Essai - Land Rover Range Rover 4 : god save the Range
Alors, la mission des ingénieurs britanniques pour cette quatrième génération fut de remettre au goût du jour une icône sans bouleverser les gènes de ses aînées. Poussée par son récent patron Ratan Tata, la firme de Gaydon a totalement repensé son vaisseau amiral. Sans vraiment toucher au gabarit (4,99 m), c’est davantage sur la masse que les experts anglais ont concentré leurs efforts. La Range est le seul SUV au monde doté d'une structure monocoque tout en aluminium.

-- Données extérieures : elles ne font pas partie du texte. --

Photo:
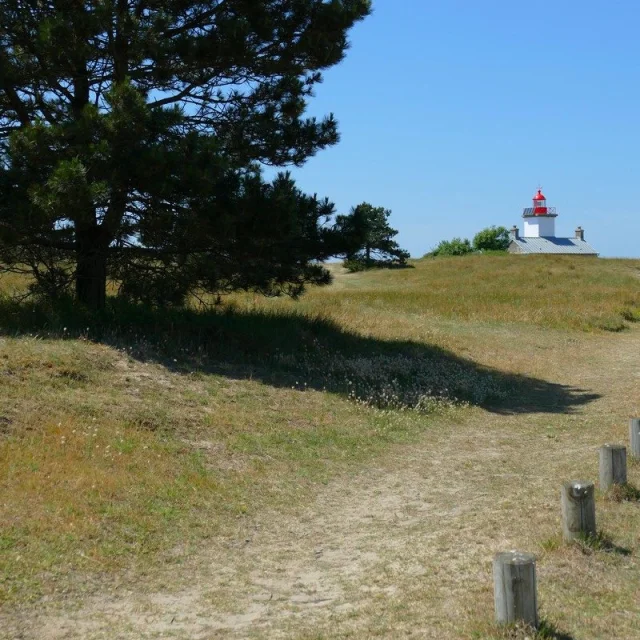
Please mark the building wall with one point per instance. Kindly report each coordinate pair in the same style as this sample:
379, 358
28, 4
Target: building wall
539, 227
514, 248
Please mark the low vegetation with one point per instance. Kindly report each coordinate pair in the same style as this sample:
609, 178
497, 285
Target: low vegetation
130, 436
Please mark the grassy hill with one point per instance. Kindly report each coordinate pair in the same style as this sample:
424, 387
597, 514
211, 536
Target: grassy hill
129, 440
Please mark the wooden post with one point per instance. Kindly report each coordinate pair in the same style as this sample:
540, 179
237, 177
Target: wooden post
634, 436
613, 466
514, 583
578, 510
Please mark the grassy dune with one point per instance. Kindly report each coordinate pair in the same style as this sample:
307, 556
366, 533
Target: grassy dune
128, 436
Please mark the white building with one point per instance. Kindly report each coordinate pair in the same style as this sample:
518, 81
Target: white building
539, 233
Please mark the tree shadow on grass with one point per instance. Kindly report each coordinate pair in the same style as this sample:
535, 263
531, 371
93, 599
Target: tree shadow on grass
291, 350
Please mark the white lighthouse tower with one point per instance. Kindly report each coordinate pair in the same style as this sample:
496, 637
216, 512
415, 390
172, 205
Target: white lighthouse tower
539, 233
539, 220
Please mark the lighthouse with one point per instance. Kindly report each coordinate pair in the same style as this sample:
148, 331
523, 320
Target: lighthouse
539, 232
539, 220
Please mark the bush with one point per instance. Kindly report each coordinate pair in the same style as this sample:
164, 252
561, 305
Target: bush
491, 239
455, 247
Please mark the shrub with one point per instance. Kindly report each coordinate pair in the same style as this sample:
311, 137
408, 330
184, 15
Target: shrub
455, 247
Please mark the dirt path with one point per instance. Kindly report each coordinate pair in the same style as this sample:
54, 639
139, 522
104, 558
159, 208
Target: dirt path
403, 549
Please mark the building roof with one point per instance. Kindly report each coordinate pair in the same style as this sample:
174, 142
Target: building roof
554, 245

Le métal précieux a permis d’alléger en moyenne le 4x4 d’environ 200 kg par rapport à la précédente génération, à motorisation équivalente. Land Rover communique sur un gain de 420 kg, en comparant le nouveau TDV6 à l’ancien TDV8… Quoi qu’il en soit, ce gain reste conséquent et permet au Range d’améliorer ses niveaux de consommation et d’émissions d’en moyenne 8 % selon le constructeur. Voilà qui colle davantage à notre époque.

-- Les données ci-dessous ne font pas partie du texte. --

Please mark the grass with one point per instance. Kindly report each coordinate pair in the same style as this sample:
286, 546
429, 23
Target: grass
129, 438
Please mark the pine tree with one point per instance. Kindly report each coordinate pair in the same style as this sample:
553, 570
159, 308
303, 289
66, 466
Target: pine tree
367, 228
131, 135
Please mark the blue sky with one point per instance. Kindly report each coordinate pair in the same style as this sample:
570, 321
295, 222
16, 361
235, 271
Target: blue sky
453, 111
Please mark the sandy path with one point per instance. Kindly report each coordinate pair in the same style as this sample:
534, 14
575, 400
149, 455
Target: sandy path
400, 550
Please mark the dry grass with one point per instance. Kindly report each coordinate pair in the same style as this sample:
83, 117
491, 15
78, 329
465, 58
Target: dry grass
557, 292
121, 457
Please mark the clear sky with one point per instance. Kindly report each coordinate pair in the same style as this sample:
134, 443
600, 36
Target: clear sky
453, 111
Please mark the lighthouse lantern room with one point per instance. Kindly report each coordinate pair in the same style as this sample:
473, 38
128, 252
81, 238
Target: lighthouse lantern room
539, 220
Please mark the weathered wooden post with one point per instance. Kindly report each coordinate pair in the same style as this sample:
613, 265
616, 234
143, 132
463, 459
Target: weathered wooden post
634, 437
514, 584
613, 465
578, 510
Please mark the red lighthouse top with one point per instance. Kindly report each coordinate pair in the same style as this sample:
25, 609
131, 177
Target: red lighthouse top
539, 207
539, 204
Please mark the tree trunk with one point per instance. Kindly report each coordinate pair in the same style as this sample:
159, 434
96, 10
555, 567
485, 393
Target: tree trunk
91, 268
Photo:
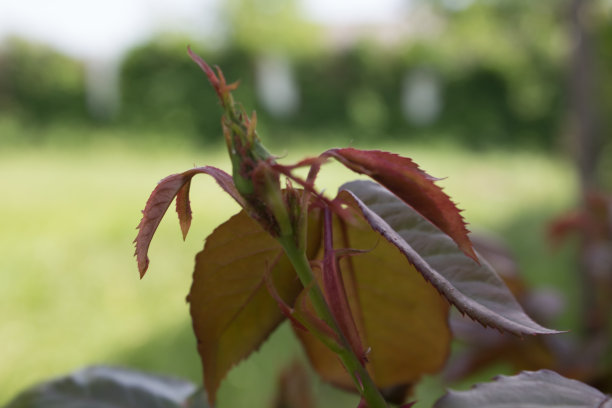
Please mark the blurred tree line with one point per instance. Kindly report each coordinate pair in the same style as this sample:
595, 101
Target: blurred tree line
488, 73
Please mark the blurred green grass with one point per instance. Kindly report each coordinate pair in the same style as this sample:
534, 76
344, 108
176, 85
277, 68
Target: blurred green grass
69, 289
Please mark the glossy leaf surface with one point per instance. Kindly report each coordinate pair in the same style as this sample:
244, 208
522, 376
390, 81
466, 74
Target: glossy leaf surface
416, 188
109, 387
401, 319
539, 389
475, 289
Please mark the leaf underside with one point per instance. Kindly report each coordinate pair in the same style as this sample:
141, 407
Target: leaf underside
475, 289
415, 187
231, 309
175, 185
400, 318
529, 389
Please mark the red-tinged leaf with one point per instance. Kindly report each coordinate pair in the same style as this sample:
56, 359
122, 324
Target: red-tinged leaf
400, 318
416, 188
475, 289
108, 387
334, 290
183, 208
231, 309
529, 389
175, 185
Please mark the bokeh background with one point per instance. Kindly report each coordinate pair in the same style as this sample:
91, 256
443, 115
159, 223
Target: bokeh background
507, 99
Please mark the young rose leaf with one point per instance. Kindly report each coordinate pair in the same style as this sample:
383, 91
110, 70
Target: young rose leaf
401, 320
175, 185
231, 309
416, 188
539, 389
475, 289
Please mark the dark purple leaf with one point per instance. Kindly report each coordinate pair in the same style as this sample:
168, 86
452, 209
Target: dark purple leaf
475, 289
530, 389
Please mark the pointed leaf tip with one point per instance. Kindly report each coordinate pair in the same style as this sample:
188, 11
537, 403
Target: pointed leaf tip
175, 185
415, 187
475, 289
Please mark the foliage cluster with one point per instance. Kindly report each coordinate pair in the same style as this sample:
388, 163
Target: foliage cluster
360, 258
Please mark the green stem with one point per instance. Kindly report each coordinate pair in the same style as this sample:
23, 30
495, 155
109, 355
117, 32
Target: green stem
357, 371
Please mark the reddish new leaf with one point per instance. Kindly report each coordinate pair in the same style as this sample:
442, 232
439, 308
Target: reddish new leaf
416, 188
175, 185
475, 289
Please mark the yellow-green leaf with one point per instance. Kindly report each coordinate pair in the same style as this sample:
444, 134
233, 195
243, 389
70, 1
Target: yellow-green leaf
401, 319
231, 309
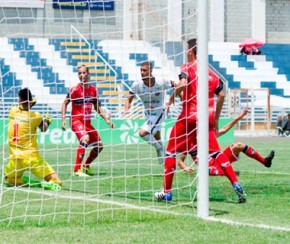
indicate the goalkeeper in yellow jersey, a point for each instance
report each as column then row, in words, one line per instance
column 23, row 148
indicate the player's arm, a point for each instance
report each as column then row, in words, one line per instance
column 174, row 84
column 228, row 126
column 46, row 121
column 128, row 102
column 63, row 111
column 178, row 89
column 100, row 111
column 219, row 103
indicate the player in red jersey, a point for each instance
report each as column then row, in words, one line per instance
column 84, row 98
column 183, row 137
column 232, row 152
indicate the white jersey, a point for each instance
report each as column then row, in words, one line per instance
column 153, row 98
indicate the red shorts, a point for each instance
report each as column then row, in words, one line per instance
column 230, row 155
column 182, row 136
column 83, row 128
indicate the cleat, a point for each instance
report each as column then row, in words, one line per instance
column 269, row 158
column 87, row 170
column 161, row 155
column 80, row 173
column 162, row 196
column 30, row 182
column 240, row 192
column 50, row 186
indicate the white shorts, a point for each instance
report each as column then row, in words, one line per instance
column 153, row 123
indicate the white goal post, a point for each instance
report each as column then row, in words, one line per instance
column 42, row 44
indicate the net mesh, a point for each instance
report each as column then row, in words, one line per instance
column 42, row 44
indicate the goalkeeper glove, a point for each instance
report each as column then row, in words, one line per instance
column 33, row 102
column 48, row 119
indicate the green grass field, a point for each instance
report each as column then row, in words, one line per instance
column 117, row 206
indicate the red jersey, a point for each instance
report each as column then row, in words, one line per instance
column 82, row 100
column 189, row 107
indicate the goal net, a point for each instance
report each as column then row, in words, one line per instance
column 42, row 44
column 257, row 101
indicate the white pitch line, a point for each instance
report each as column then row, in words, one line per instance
column 132, row 206
column 265, row 172
column 261, row 226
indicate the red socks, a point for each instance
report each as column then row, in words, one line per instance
column 226, row 166
column 170, row 166
column 93, row 155
column 79, row 158
column 250, row 152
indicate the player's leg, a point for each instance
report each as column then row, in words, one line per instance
column 41, row 169
column 79, row 129
column 14, row 171
column 182, row 132
column 96, row 142
column 225, row 165
column 149, row 128
column 183, row 166
column 250, row 152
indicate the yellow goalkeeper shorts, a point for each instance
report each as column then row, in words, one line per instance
column 37, row 165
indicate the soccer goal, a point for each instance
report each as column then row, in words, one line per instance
column 257, row 101
column 42, row 44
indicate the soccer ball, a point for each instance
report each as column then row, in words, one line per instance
column 107, row 112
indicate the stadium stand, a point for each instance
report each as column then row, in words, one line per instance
column 51, row 66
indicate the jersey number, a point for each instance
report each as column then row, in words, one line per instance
column 15, row 135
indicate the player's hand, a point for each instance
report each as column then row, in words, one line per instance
column 110, row 123
column 48, row 119
column 167, row 107
column 125, row 113
column 33, row 102
column 188, row 170
column 63, row 124
column 244, row 112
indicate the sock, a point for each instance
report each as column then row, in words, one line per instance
column 93, row 155
column 152, row 141
column 226, row 166
column 79, row 158
column 170, row 166
column 250, row 152
column 216, row 171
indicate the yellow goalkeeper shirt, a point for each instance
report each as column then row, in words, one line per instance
column 22, row 133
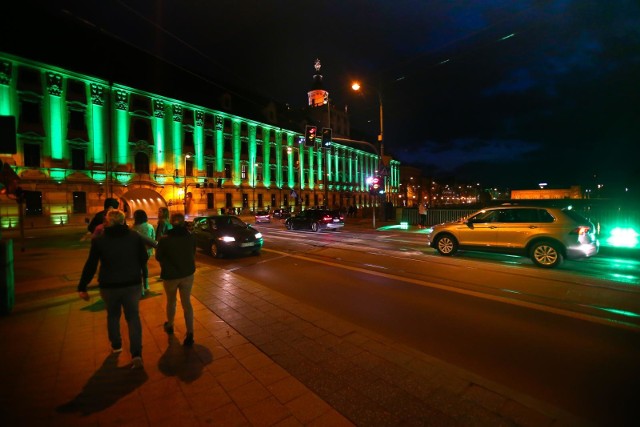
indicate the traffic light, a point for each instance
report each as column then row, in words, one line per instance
column 310, row 136
column 326, row 137
column 374, row 186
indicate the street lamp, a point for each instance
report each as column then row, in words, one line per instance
column 255, row 169
column 357, row 87
column 186, row 156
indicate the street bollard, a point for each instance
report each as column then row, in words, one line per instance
column 7, row 278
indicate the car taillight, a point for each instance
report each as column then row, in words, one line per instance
column 582, row 230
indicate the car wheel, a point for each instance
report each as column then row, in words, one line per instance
column 545, row 254
column 214, row 251
column 446, row 245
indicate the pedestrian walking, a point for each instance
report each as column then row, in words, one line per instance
column 176, row 254
column 164, row 225
column 422, row 211
column 148, row 233
column 121, row 254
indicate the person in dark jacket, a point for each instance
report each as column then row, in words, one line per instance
column 109, row 203
column 122, row 254
column 176, row 254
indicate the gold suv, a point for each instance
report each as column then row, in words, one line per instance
column 544, row 234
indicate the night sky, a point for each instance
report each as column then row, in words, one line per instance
column 498, row 92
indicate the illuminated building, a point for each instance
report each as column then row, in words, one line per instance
column 81, row 138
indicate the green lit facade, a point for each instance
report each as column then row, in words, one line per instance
column 80, row 139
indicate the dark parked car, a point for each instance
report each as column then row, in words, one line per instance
column 315, row 220
column 547, row 235
column 222, row 235
column 281, row 213
column 262, row 216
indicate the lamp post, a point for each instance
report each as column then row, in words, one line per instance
column 357, row 87
column 255, row 170
column 186, row 156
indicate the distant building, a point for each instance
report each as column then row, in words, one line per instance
column 573, row 192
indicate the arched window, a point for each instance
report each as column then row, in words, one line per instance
column 142, row 162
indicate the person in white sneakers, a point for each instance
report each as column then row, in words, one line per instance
column 176, row 253
column 121, row 253
column 148, row 233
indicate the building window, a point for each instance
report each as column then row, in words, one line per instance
column 30, row 117
column 141, row 131
column 32, row 203
column 77, row 159
column 79, row 202
column 208, row 142
column 77, row 128
column 142, row 162
column 32, row 155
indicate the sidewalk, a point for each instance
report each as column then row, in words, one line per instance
column 260, row 359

Efficient et plus léger que ses pseudo-concurrents Mercedes GL 350 CDI (2 505 kg), Audi Q7 V6 3.0 TDI (2 270 kg) et BMW X5 30d (2 185 kg), le vaisseau britannique a pris le pari de faire évoluer son look si particulier tout en douceur et l’assume pleinement. « A l’instar du modèle d’origine, la version actuelle du Range Rover se reconnaît immédiatement à sa silhouette à la fois simple et emblématique », explique Gerry McGovern, directeur du design de Land Rover. Faire évoluer sans dénaturer cette icône, le centre de style y est parvenu en revisitant quelques points stratégiques comme les angles toujours prononcés, les optiques cette fois effilées, le capot grenelé et l’aspect « flottant » du toit. La recette est sobre, efficace et ne déboussolera pas la clientèle si fidèle, par rapport à la troisième génération.

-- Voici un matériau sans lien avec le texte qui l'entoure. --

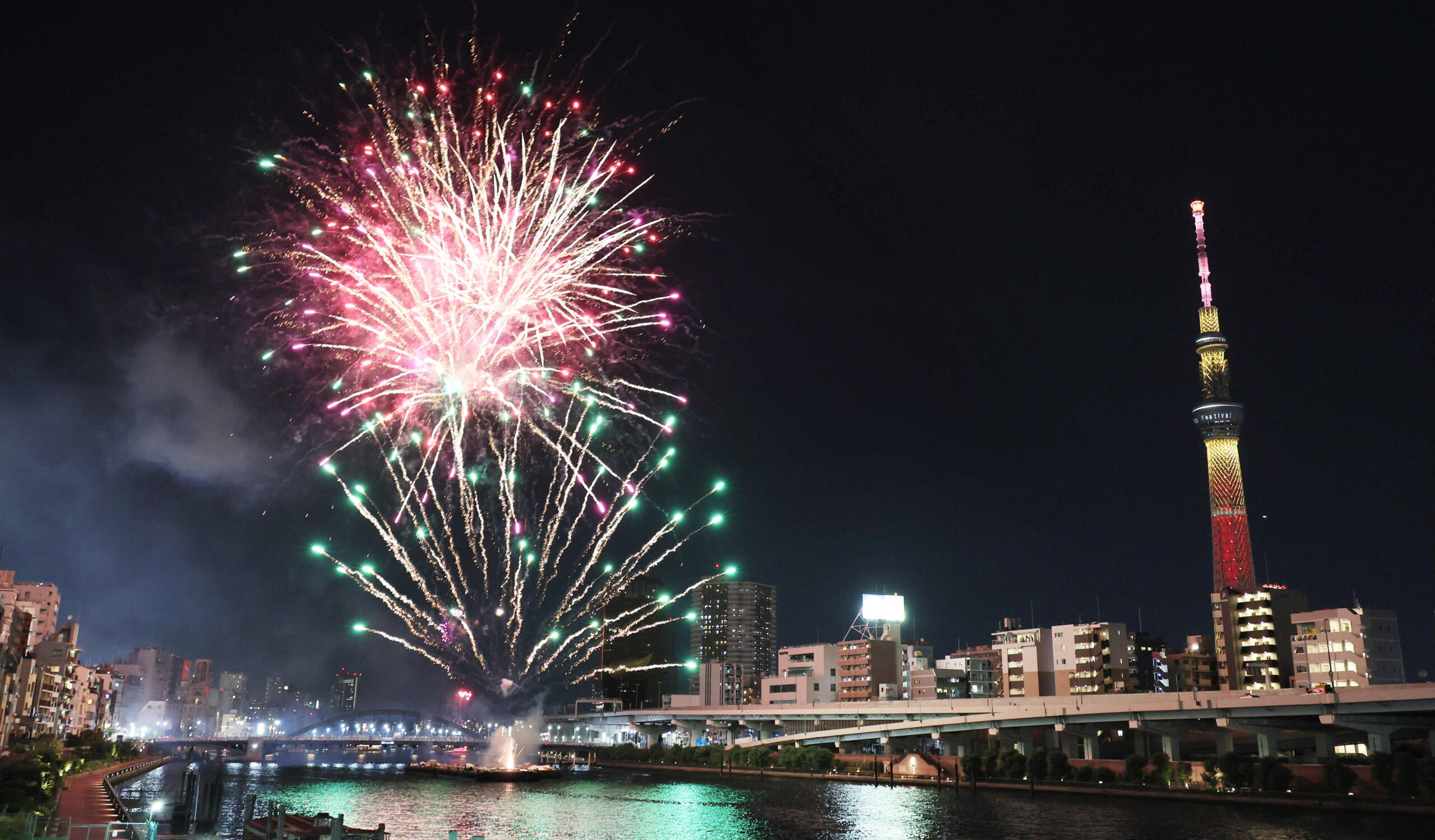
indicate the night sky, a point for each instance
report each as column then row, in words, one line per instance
column 945, row 312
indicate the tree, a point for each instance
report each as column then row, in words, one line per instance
column 1058, row 766
column 1427, row 772
column 1382, row 769
column 1036, row 764
column 1407, row 774
column 1272, row 776
column 1236, row 770
column 1136, row 769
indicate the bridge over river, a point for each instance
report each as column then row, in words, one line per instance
column 358, row 728
column 1275, row 721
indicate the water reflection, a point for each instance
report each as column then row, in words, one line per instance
column 608, row 805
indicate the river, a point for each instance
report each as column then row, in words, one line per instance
column 632, row 805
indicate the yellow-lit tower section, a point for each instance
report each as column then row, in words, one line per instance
column 1219, row 420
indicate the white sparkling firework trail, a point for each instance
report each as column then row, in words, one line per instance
column 471, row 287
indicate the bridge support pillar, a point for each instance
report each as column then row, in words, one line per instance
column 1266, row 737
column 1377, row 731
column 1072, row 736
column 945, row 746
column 1170, row 739
column 1172, row 744
column 652, row 733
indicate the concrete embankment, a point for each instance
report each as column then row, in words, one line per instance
column 85, row 799
column 1311, row 802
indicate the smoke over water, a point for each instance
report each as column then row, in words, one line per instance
column 517, row 744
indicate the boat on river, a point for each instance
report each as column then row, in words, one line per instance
column 484, row 773
column 302, row 828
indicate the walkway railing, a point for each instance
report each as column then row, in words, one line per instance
column 108, row 783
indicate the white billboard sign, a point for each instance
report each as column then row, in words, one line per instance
column 885, row 608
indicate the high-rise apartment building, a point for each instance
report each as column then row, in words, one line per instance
column 650, row 647
column 344, row 693
column 48, row 679
column 864, row 667
column 976, row 669
column 1090, row 658
column 913, row 658
column 1144, row 651
column 1025, row 661
column 148, row 676
column 1346, row 648
column 993, row 670
column 233, row 693
column 737, row 623
column 1193, row 669
column 806, row 674
column 1253, row 633
column 42, row 601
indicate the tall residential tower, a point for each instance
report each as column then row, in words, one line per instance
column 1219, row 420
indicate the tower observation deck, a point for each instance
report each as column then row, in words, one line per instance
column 1219, row 420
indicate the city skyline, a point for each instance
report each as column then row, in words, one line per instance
column 1044, row 314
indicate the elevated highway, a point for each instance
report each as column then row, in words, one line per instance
column 358, row 728
column 1374, row 716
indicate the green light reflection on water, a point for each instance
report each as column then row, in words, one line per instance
column 586, row 809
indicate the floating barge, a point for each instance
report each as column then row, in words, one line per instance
column 475, row 773
column 282, row 826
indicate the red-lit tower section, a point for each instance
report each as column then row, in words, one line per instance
column 1219, row 420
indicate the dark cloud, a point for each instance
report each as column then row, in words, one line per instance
column 186, row 422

Depuis que Land Rover est passée entre les mains de l’Indien Ratan Tata Motors, la marque est redevenue plus britannique que jamais. Exit l’époque Ford si néfaste à la qualité, place au luxe dans sa définition la plus pure. Car c’est aussi la marque de fabrique du Range. Gravir l’Everest OK, mais dans le confort le plus total. Du cuir à profusion, des essences de bois différentes, de l’aluminium brossé, du carbone, etc. Au total 17 ambiances, 7 essences de bois et 37 coloris possibles. Le Range fait le plein de matériaux nobles et prend un malin plaisir à les sublimer par un assemblage de très haute volée. Le tableau de bord et les poignées de maintien sont par exemple totalement recouverts de cuir surpiqué. Cette ambiance de cottage anglais, cossu et douillet, peut très vite dégénérer en rave party londonienne si vous optez pour la sono Meridian de 1700 Watts composée de 29 HP, testée et approuvée par nos soins. Cette suite royale, ou plutôt cet habitacle gagne légèrement en espace avec l’augmentation de l’empattement (+40 mm). C’est mieux au niveau des genoux et des épaules, mais certains concurrents font mieux comme le Mercedes GL. Qu’importe, il vous suffira simplement d’abaisser électriquement le dossier de la banquette arrière en cuir chauffant et massant pendant que vous regarderez le dernier épisode du Mentalist ou Louis La Brocante si vous êtes francophile.
Essai - Land Rover Range Rover 4 : god save the Range
D’un point de vue ergonomie, le nombre de boutons de commande a été divisé par deux pour offrir une conduite plus détendue. Et ça on aime ! Le combiné multimédia tactile est affligeant de facilité, alors l’instrumentation (compteurs, compte-tours, etc.) s’affiche numériquement. Difficile de lui trouver des points faibles à ce Range qui justifie, ici, pleinement les tarifs pratiqués. Ah si, peut être son volume de coffre, de 550 litres sous tablette (909 litres sans tablette et seconde rangée avancée au maximum).